Auntie Khar Imm paused only to tell me quickly how my cousin Jessie had made the
gway neng gou
(egg cake) that she was sending home with me. “Just whisk six eggs with sugar, a bit of flour, and pour in three quarters of a can of Sprite,” she said. “Your sister likes it, right?” It was a detail that even I had forgotten, after many years of not having this steamed egg cake.

Soon enough, dinner was on the table. As I watched the tiny Giselle shovel down a bowl of rice swimming in salted vegetable soup with bits of steamed egg aloft in it and then chase that with jumping and singing, I found myself thinking for a moment,
Perhaps I could do this.
And then half an hour later, when the jumping and singing continued, I thought,
Hmm, maybe not.
I hadn’t done much that day besides watch Auntie Khar Imm cook, but I was exhausted. I had no idea how Auntie Khar Imm and generations of housewives before her had pulled this off without dropping dead from exhaustion. Suddenly, motherhood seemed like a very noble calling, one far nobler than anything I’d ever endeavored.

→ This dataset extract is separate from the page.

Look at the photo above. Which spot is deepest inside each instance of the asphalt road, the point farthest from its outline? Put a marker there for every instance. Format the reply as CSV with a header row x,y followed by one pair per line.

Calling it a night, I said my good-byes. It wasn’t until I was almost home that I realized what had been missing. I’d been in Auntie Khar Imm’s home for the better part of the day—and not once had she offered to get me water or tea. I’d been there enough times by now; I was family. Not a guest anymore.

Meanwhile, on my mother’s side of the family, there was hardly any cooking going on. Everyone was consumed with one thing: a big family wedding.

When a man loves a woman, in Singapore, the courtship ritual often ends something like this: the man and his entourage pounding on his loved one’s door, waving red packets of money as bribes, demanding to “buy the bride.” Once they’re inside, a number of the dishes are set out, ranging from the sickeningly sweet to the downright vile.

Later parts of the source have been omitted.